Reading The Tea Leaves

As everyone probably knows by now, the housing market is linked to employment numbers. As Americans go back to work, the number of foreclosures will decrease, inventory will shrink, and home prices will stabilize. But when analyzing job numbers it takes a discerning eye to separate the wheat from the chaff!

How confusing! Reported last Friday, 54,000 jobs lost in August and the unemployment rate increases from 9.5% to 9.6%. And how does Wall Street react? By going up in value over 100 points! What did investors see that others may have missed?

The important monthly statistic to keep our eyes on is the job creation numbers, but more specifically jobs created in the private sector. For instance, when the August Jobs Report shows a net loss of 54,000 jobs, that is the sum total of private and government jobs. It is the difference between the 67,000 jobs created in the private sector less the 121,000 jobs being lost on the government side, the vast majority of which were temporary Census workers. And we will have more government job losses in the September report, with 82,000 Census workers remaining.

Even the private sector job creation numbers can be misleading. When the jobs report says 67,000 private sector jobs were added in August it can sound like all the private businesses throughout the entire U.S. only created those 67,000 jobs. In reality, the private sector created hundreds of thousands, perhaps millions, of jobs. At the same time a similar number of jobs may have been lost. For instance in June (the most recent month this data is available) employers hired roughly 4.3 million workers, almost 600,000 in retail alone! However the net effect of hiring and loses is the 67,000 "new jobs added" that is being reported. This is what is referred to as "churn," workers coming and going into the workforce.

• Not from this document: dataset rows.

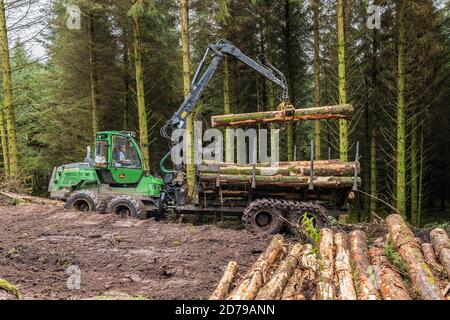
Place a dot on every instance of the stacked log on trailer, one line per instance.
(344, 266)
(344, 111)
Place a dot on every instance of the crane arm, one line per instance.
(201, 80)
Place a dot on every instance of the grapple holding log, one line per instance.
(344, 111)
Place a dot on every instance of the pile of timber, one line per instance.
(344, 267)
(344, 111)
(326, 174)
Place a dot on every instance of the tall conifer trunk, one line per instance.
(401, 109)
(190, 166)
(140, 93)
(317, 102)
(93, 76)
(343, 124)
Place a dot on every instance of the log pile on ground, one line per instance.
(326, 174)
(344, 111)
(344, 267)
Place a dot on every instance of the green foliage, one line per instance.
(8, 287)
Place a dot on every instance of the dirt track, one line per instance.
(138, 258)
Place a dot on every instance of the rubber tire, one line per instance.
(90, 197)
(275, 226)
(131, 203)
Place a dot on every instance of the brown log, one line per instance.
(390, 281)
(293, 289)
(344, 275)
(223, 287)
(249, 287)
(293, 180)
(419, 272)
(366, 286)
(431, 258)
(273, 289)
(301, 168)
(325, 288)
(441, 244)
(328, 112)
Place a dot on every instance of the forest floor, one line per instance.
(115, 255)
(120, 257)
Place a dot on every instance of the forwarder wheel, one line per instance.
(262, 216)
(125, 206)
(83, 201)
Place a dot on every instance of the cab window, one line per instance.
(124, 154)
(101, 153)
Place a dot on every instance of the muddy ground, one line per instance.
(39, 244)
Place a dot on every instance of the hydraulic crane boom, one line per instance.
(200, 81)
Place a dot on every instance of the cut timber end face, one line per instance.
(344, 111)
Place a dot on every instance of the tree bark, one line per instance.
(293, 289)
(431, 258)
(126, 77)
(334, 168)
(401, 106)
(257, 276)
(325, 289)
(185, 40)
(441, 244)
(93, 77)
(273, 289)
(346, 288)
(140, 93)
(293, 180)
(223, 287)
(390, 282)
(343, 124)
(8, 98)
(310, 267)
(328, 112)
(317, 94)
(4, 142)
(291, 77)
(419, 272)
(366, 288)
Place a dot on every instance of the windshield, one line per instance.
(124, 154)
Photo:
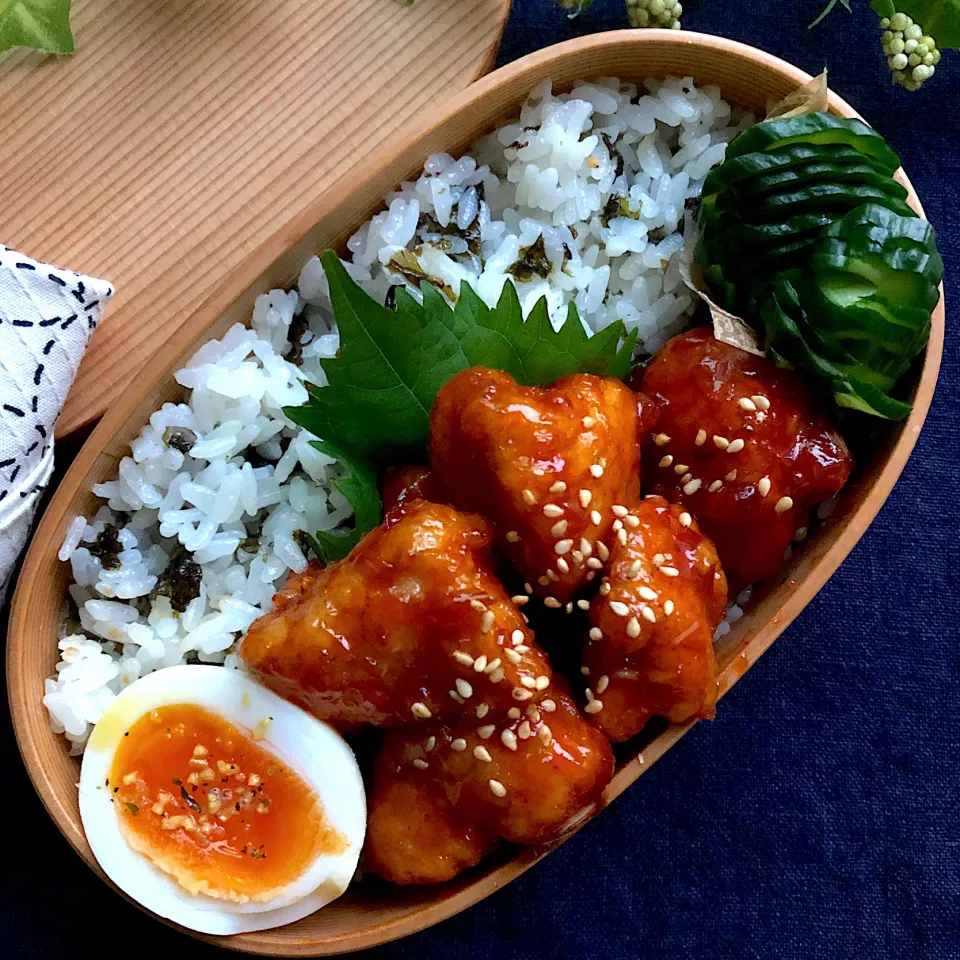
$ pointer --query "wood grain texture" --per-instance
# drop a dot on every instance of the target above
(373, 912)
(185, 132)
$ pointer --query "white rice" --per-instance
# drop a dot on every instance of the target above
(556, 173)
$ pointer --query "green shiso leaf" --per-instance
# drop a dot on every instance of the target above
(392, 363)
(359, 486)
(41, 24)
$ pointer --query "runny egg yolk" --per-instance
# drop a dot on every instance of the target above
(213, 809)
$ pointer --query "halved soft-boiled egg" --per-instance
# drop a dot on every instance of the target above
(218, 805)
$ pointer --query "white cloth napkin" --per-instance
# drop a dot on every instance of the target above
(46, 318)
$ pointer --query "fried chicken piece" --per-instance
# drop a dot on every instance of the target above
(411, 625)
(413, 833)
(527, 779)
(740, 443)
(404, 485)
(544, 464)
(650, 651)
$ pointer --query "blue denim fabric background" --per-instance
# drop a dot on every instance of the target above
(819, 814)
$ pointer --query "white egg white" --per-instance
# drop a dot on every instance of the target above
(311, 748)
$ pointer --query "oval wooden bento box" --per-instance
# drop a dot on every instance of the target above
(373, 913)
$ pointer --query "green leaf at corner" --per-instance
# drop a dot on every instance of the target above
(358, 486)
(41, 24)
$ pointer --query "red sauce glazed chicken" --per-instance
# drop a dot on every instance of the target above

Also, an uptick in the unemployment rate may not always be a bad thing. As mentioned above, the August unemployment rate increased from 9.5% to 9.6%. However, this additional 0.1% is entirely attributable to the size of the workforce increasing. For example in August the available labor force increase by about half a million. In other words people who had been sitting on the sidelines, unable to find work for so long that they stopped looking, are reentering the job market as they become more optimistic about their employment prospects. It is one sign that people may be starting to feel encouraged about the labor market.

Although a good sign, the nearly 700,000 jobs created so far in 2010, and positive job growth in the private sector for the past eight straight months, are not enough to make a significant dent in our unemployment. About 150,000 jobs are needed every month just to keep up with population growth! But it is a significant improvement when compared with the prior two years of job losses. And according to economists who study this kind of thing, the current rate of job creation is happening at a faster clip than that following any recession in the past twenty-five years. While appearing to be headed in the right direction, it may take years to recoup the millions of jobs we've unfortunately already lost. But it's one step at a time, and investors seem to like the direction our baby steps appear to be taking us - and avoiding a double dip recession. At least so far.

So if you want to forecast the housing market one good way is to watch the monthly job reports. And read between the lines!